When I searched the SRS database a few years ago, I seem to recall finding about 30+/- pistols listed, mostly in the China, Burma, India threatre, as UNSAT or DEF. I have not had the opportunity to inspect one of the specific pistols listed in those records, and do not know anyone who has one of those original pistols to inspect. I don't even know for sure what was done with them when they were listed that way.
One of my pistols in the 957xxx serial range has what appears to be two different Crossed Cannons strikes (not a bounce). Perhaps the Ordnance Inspector wasn't satisfied with his first strike? I don't know. Or...perhaps a problem was detected prior to shipment, and the pistol was re-struck? I simply don't know.

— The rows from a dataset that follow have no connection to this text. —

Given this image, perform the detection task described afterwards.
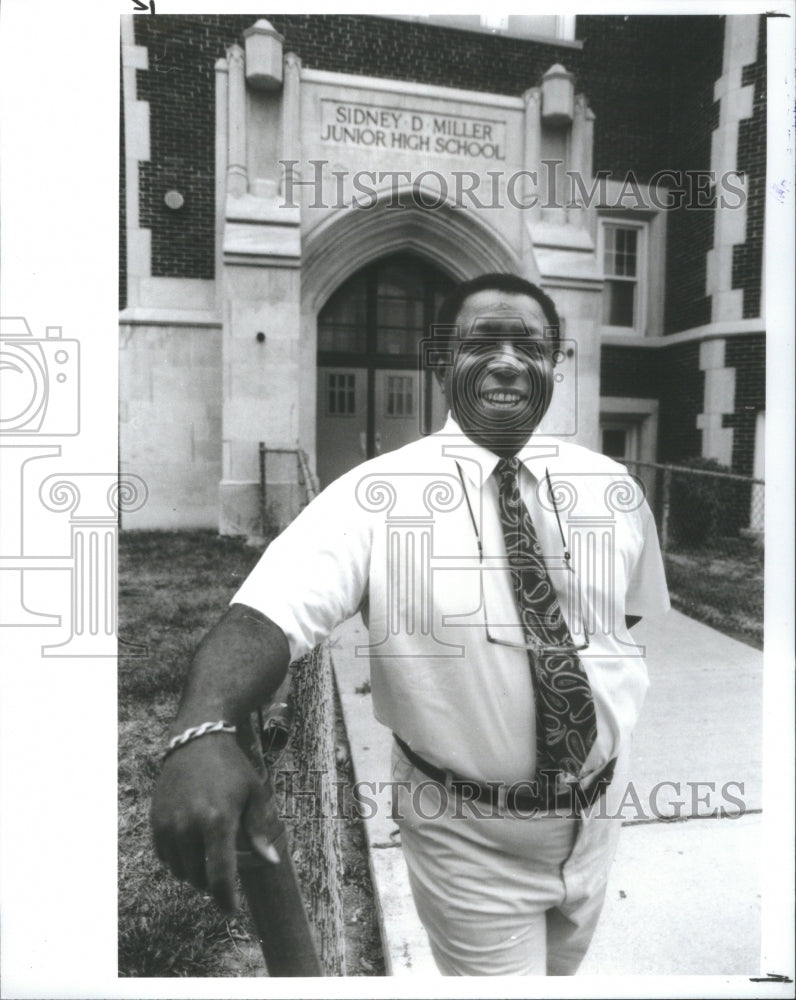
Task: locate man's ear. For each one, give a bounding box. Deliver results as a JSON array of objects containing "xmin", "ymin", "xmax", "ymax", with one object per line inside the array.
[{"xmin": 434, "ymin": 367, "xmax": 450, "ymax": 404}]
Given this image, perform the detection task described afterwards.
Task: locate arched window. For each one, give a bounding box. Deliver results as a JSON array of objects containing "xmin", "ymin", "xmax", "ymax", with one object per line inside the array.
[{"xmin": 317, "ymin": 254, "xmax": 453, "ymax": 484}]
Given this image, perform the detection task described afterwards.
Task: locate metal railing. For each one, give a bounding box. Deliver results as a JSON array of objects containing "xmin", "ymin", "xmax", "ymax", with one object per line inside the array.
[
  {"xmin": 627, "ymin": 461, "xmax": 765, "ymax": 645},
  {"xmin": 259, "ymin": 442, "xmax": 345, "ymax": 976}
]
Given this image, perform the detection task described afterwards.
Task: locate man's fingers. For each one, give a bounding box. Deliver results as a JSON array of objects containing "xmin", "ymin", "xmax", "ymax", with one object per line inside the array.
[
  {"xmin": 176, "ymin": 829, "xmax": 207, "ymax": 889},
  {"xmin": 205, "ymin": 822, "xmax": 238, "ymax": 915}
]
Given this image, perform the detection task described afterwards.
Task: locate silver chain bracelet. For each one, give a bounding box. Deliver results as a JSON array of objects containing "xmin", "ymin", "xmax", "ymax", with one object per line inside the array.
[{"xmin": 163, "ymin": 719, "xmax": 238, "ymax": 760}]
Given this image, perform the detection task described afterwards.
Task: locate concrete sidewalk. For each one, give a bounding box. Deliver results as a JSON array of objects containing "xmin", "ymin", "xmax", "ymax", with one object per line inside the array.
[{"xmin": 332, "ymin": 611, "xmax": 763, "ymax": 975}]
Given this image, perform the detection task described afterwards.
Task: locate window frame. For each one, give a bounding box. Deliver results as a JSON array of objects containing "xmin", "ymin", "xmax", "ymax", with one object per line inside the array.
[{"xmin": 597, "ymin": 214, "xmax": 650, "ymax": 337}]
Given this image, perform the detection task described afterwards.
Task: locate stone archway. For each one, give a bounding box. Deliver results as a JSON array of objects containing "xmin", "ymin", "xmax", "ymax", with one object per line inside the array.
[{"xmin": 299, "ymin": 197, "xmax": 522, "ymax": 478}]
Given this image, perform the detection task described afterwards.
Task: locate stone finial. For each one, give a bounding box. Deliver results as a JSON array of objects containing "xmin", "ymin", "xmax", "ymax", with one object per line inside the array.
[
  {"xmin": 542, "ymin": 63, "xmax": 575, "ymax": 125},
  {"xmin": 243, "ymin": 17, "xmax": 285, "ymax": 90}
]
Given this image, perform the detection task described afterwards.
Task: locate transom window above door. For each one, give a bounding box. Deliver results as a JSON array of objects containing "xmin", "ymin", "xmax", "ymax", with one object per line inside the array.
[{"xmin": 318, "ymin": 254, "xmax": 453, "ymax": 369}]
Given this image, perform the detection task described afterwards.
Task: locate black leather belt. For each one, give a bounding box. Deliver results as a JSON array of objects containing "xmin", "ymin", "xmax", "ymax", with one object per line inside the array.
[{"xmin": 393, "ymin": 733, "xmax": 616, "ymax": 812}]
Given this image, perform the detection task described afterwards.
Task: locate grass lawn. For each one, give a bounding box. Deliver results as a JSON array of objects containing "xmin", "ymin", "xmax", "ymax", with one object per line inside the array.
[
  {"xmin": 118, "ymin": 532, "xmax": 263, "ymax": 976},
  {"xmin": 666, "ymin": 539, "xmax": 764, "ymax": 649},
  {"xmin": 118, "ymin": 531, "xmax": 384, "ymax": 977}
]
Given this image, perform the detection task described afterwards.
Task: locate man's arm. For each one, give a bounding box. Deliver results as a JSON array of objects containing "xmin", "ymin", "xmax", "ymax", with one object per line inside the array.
[{"xmin": 152, "ymin": 604, "xmax": 290, "ymax": 913}]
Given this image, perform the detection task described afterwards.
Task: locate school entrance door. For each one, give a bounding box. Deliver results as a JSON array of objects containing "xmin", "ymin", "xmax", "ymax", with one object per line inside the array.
[{"xmin": 316, "ymin": 254, "xmax": 453, "ymax": 486}]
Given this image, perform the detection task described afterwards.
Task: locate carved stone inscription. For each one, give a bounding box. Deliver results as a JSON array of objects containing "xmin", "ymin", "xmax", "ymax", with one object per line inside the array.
[{"xmin": 321, "ymin": 99, "xmax": 506, "ymax": 160}]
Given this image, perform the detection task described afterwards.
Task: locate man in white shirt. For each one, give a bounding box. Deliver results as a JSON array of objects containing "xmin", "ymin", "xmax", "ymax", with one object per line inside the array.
[{"xmin": 153, "ymin": 275, "xmax": 668, "ymax": 975}]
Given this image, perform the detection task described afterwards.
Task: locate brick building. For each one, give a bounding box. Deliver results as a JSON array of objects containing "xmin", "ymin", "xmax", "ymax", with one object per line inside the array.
[{"xmin": 119, "ymin": 14, "xmax": 766, "ymax": 532}]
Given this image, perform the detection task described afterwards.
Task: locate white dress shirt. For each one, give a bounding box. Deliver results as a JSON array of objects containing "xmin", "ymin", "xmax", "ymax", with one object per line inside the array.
[{"xmin": 232, "ymin": 417, "xmax": 669, "ymax": 783}]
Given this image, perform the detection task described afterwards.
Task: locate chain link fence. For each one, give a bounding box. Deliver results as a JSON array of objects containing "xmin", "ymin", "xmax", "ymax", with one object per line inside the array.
[
  {"xmin": 261, "ymin": 448, "xmax": 346, "ymax": 976},
  {"xmin": 627, "ymin": 459, "xmax": 765, "ymax": 649}
]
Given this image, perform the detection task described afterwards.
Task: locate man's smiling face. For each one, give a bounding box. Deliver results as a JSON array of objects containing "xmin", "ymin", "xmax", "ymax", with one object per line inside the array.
[{"xmin": 443, "ymin": 289, "xmax": 553, "ymax": 456}]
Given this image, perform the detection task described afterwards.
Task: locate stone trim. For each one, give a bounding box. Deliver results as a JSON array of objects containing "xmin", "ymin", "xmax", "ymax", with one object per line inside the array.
[
  {"xmin": 301, "ymin": 69, "xmax": 525, "ymax": 111},
  {"xmin": 121, "ymin": 15, "xmax": 152, "ymax": 307},
  {"xmin": 705, "ymin": 14, "xmax": 759, "ymax": 321},
  {"xmin": 302, "ymin": 187, "xmax": 524, "ymax": 313},
  {"xmin": 600, "ymin": 319, "xmax": 766, "ymax": 348}
]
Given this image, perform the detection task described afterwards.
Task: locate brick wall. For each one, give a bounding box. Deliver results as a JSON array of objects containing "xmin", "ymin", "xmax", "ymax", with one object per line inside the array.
[
  {"xmin": 732, "ymin": 17, "xmax": 766, "ymax": 319},
  {"xmin": 724, "ymin": 334, "xmax": 766, "ymax": 476},
  {"xmin": 660, "ymin": 17, "xmax": 724, "ymax": 333},
  {"xmin": 600, "ymin": 344, "xmax": 660, "ymax": 399},
  {"xmin": 575, "ymin": 16, "xmax": 682, "ymax": 182},
  {"xmin": 129, "ymin": 14, "xmax": 721, "ymax": 282},
  {"xmin": 655, "ymin": 343, "xmax": 705, "ymax": 462}
]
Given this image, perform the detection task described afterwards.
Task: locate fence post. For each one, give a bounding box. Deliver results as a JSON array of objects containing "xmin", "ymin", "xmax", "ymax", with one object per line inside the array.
[
  {"xmin": 661, "ymin": 467, "xmax": 672, "ymax": 552},
  {"xmin": 260, "ymin": 441, "xmax": 266, "ymax": 535}
]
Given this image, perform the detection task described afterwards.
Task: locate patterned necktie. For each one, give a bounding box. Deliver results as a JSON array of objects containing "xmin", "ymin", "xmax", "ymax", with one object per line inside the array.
[{"xmin": 495, "ymin": 457, "xmax": 597, "ymax": 777}]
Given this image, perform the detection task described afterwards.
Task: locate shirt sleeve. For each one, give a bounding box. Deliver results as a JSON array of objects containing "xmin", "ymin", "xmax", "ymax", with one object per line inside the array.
[
  {"xmin": 625, "ymin": 501, "xmax": 671, "ymax": 618},
  {"xmin": 230, "ymin": 476, "xmax": 371, "ymax": 660}
]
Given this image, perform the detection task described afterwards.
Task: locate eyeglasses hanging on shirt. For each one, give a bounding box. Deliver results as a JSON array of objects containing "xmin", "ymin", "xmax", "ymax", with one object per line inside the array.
[{"xmin": 456, "ymin": 462, "xmax": 589, "ymax": 656}]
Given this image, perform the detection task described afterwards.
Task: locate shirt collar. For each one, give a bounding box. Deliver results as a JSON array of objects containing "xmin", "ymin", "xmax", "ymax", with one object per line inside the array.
[{"xmin": 440, "ymin": 413, "xmax": 561, "ymax": 487}]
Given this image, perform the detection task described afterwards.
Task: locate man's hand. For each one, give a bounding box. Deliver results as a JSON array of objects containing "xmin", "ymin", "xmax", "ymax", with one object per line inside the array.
[{"xmin": 152, "ymin": 733, "xmax": 280, "ymax": 914}]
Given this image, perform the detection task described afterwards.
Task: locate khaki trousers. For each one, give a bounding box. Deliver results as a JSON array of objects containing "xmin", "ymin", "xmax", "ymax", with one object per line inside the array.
[{"xmin": 392, "ymin": 745, "xmax": 626, "ymax": 976}]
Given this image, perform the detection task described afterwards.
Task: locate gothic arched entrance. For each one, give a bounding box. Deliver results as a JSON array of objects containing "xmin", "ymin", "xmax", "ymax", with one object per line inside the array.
[{"xmin": 316, "ymin": 253, "xmax": 453, "ymax": 486}]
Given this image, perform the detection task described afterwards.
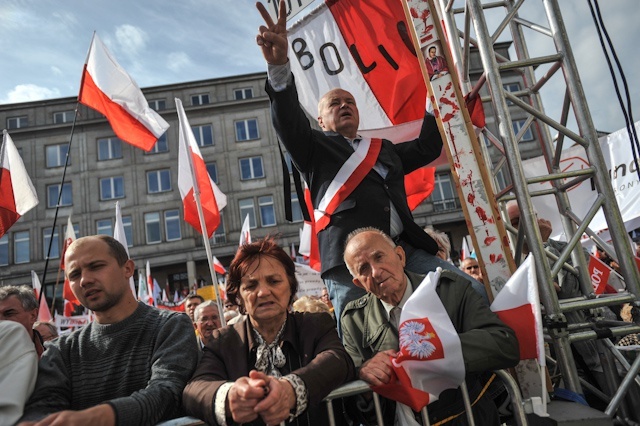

One of the most significant things about pistols in this serial range is that I believe they led to interchangeability being achieved by the end of 1943 or beginning of 1944. Mr. Clawson, after I spoke to him about these pistols, did some research and reported back that he found in the Ordnance records (he has) where the Pistol Committee recommended relaxing the tolerances, due to a high number of rejections and problems. That recommendation was made in the first part of November 1943. It would have taken a few months to document the rejections and related problems. We know Colt stopped numbering slides about the time of the 18 November 1943 shipment, in the 1138xxx range. I believe when the tolerances were relaxed, the fit was not tight enough to require matching and numbering the slides any longer. That explains why Colt stopped numbering slides then. Therefore, interchangeability was finally achieved. Sometimes it just takes a problem growing to a point where a change is implemented to correct another related problem like the inability to interchange parts between pistols.
Anyway, here are 4 pistols that may have been shipped 69 years ago today. I don't have factory letters on these specific pistols. All oriignal pistols in this serial range are difficult to find, IMO. They are very tight, and often difficult to disassemble and reassemble, due to tolerances and things just being off a bit here and there. These pistols appear to be original and unaltered.